To be honest, I am the owners of both "MRSloth" and "checkingError" accounts. The reason for creating the checkingError account is rather arbitrary; I could not pass the first question named "Matching", so I created a new account called "checkingError" such that I could make experimental submissions on a separate account (-_-). That question was pretty trivial actually. After my second submission for problem A "Matching" got passed using the "checkingError" account, I celebrated for it (-_-) by taking this screenshot,
and proceeded to solve questions B and C, with a final ranking of around 31XX. I could simply leave the contest arena since I was quite tired after working for a full time job (it was around 11:30pm ~ 12:00am here), but then I realized that my old account, MRSloth, stayed in the contest as a registered participant. Therefore, I copied my code for submission B and C using "checkingError" account and pasted them to the submission plane for "MRSloth" account and submitted them. Due to time penalty, "MRSloth"'s final ranking is around 4XXX.
Well, to be honest, after practicing on LeetCode, I have improved a bit. Using log2 is actually a simple idea for 1821C.
Problem statement:
You are given a string s , consisting of lowercase Latin letters. __ In one operation, you can select several (one or more) positions in it such that no two selected positions are adjacent to each other. Then you remove the letters on the selected positions from the string. The resulting parts are concatenated without changing their order. __ What is the smallest number of operations required to make all the letters in s the same?
It is very easy to see that subsequences of the same letters must be located in distinct indices.
Our goal is to make all letters the same or have no letters left. Also, greedily picking the max possible subsequence of the same letter might not give us optimal results (well, this is CodeForce, I ain't saying that LeetCode or other sites are easier, but hey, this is CodeForce (-_-;))
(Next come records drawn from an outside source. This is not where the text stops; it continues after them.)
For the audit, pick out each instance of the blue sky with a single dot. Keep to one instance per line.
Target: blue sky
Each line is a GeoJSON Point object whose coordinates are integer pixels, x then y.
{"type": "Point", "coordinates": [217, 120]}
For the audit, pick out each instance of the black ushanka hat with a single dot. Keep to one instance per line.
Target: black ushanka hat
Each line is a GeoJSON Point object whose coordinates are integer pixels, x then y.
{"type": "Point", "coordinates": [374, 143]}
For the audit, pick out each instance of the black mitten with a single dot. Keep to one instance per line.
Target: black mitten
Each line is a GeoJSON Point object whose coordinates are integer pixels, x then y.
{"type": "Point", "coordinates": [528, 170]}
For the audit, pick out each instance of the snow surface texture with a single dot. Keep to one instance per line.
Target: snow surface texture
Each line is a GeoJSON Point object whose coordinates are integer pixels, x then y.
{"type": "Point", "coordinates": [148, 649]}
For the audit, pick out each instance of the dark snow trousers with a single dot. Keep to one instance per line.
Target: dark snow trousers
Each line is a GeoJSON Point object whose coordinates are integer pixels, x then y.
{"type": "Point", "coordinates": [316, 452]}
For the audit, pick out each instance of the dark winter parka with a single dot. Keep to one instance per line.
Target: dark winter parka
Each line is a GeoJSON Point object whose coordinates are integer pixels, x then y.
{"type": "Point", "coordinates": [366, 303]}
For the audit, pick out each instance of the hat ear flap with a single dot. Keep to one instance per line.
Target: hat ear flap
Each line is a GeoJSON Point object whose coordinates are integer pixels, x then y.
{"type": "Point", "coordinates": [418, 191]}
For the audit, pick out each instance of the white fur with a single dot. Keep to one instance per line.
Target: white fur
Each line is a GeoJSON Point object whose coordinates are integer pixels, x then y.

Therefore, despite my average IQ, I magically came up with a slightly non-intuitive idea: Between each letter gap (let such letter = L), there are N letters in-between gaps of L. Because, in one operation, we can pick letters that are not adjacent to each other, and positions of L must be distinct. Therefore, we know that we can consider each letter gap of L, such that the number of times to perform the operation to obtain a string of only Ls / empty is equal to the max no. of operations needed to handle any one letter gap. Slightly non-intuitive, but, to be honest, thousands of people can come up with this, so comparatively speaking, not impressive, but satisfying.
As for why using log2? Because, if we consider each letter gap of Ls, the length of a gap, let's say, is K. Because in each operation, we must pick non-adjacent characters, to do this optimally, we can, starting at the first character, greedily pick all characters that are exactly 1 letter apart from each other. what does that mean? This means that we divide by 2 for size K, which is equivalent to log2(K). As for whether I should round log2 with ceil / floor / abs function, well, it depends on the context. In here, since we need to remove all characters, ceil should be applied. (well at this moment, I haven't checked my answer, but yea, it depends.)
And that's the idea.
I hope the violation record for accounts "checkingError" and "MRSloth" can be waived, although the rankings are not that important anyways. Although I ain't that smart, at least, at that moment, my fking brain came up with an idea from nowhere.
(-_-)/ lol.
Thanks. CodeForce > LeetCode at this moment (-_-)... But no, platforms can't be compared solely based on the difficulty of questions... in my own perspective... (-_-)/
Thanks.